Сначала поговаривали, что их везут в Берлин. По дороге в вагон набили сто человек, а может и больше. Сейчас она не понимала, как они там все умещались. Ехали долго, несколько раз обстреливали, бомбили, на третьи сутки кто-то стал подозрительно дохать всеми легкими, как будто хотел вывернуть их наружу. Они спали в два слоя. Ложились на ноги друг друга. Так и лежали в пять рядов по двадцать человек. Там под окошком, спала Нюра, односельчанка. Ее рыжие завитушки освещало окошечко под потолком, и Вике грело душу это рыжее пятнышко в темном душном вагоне: Нюра была частью ее жизни, и значит, жизнь еще теплилась и в ней, в Вике Сориной, увозимой из родной растерзанной страны в зловонную варварскую Германию.

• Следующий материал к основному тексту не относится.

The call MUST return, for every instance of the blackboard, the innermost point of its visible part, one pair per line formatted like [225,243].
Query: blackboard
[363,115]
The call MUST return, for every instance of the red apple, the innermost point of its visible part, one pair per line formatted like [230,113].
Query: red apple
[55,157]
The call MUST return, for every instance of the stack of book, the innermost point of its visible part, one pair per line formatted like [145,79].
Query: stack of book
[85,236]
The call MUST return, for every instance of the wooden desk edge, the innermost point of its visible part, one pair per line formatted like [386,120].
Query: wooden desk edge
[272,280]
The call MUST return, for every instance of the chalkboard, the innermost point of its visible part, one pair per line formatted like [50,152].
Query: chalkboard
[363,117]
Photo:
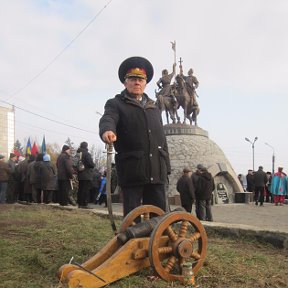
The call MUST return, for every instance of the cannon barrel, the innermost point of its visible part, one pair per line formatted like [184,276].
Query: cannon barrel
[143,229]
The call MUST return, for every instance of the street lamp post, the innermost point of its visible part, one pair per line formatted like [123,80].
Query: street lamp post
[253,144]
[273,157]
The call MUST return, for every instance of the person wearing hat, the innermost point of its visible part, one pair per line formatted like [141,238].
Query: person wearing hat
[250,181]
[186,189]
[5,170]
[279,187]
[48,179]
[203,192]
[133,123]
[85,177]
[11,195]
[260,180]
[65,175]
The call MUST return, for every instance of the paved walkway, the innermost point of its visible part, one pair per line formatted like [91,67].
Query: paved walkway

Кашель раздавался из того же угла, но Виктория посматривала: нет, это не Нюра, ее макушка даже не шевелиться, когда раздается этот раздирающий кашель. Валя Каталенко и Лена Красавина спали рядом с Викой, затылок в затылок. Им было тяжелее, чем остальным. Их обманули злее, вероломнее. Им, можно сказать, двух шагов до дому не дали сделать. Вика не могла заснуть всю первую ночь, вторую, а на третью, заледеневшие от ударивших морозов, они не встали и днем. Так и пролежали обессиленные без еды и воды, потом Вика, наконец, заснула. Она чувствовала, что состав заскрежетал и остановился на какой-то станции, она слышала, как солдаты скинули внешние задвижки и дверь поехала вправо, загородив окошко, под которым спала Нюра. Кто-то забрался в теплушку, пошел по ногам, по головам, вот и Вику кто-то развернул, потрепал по плечу. Она приоткрыла глаза.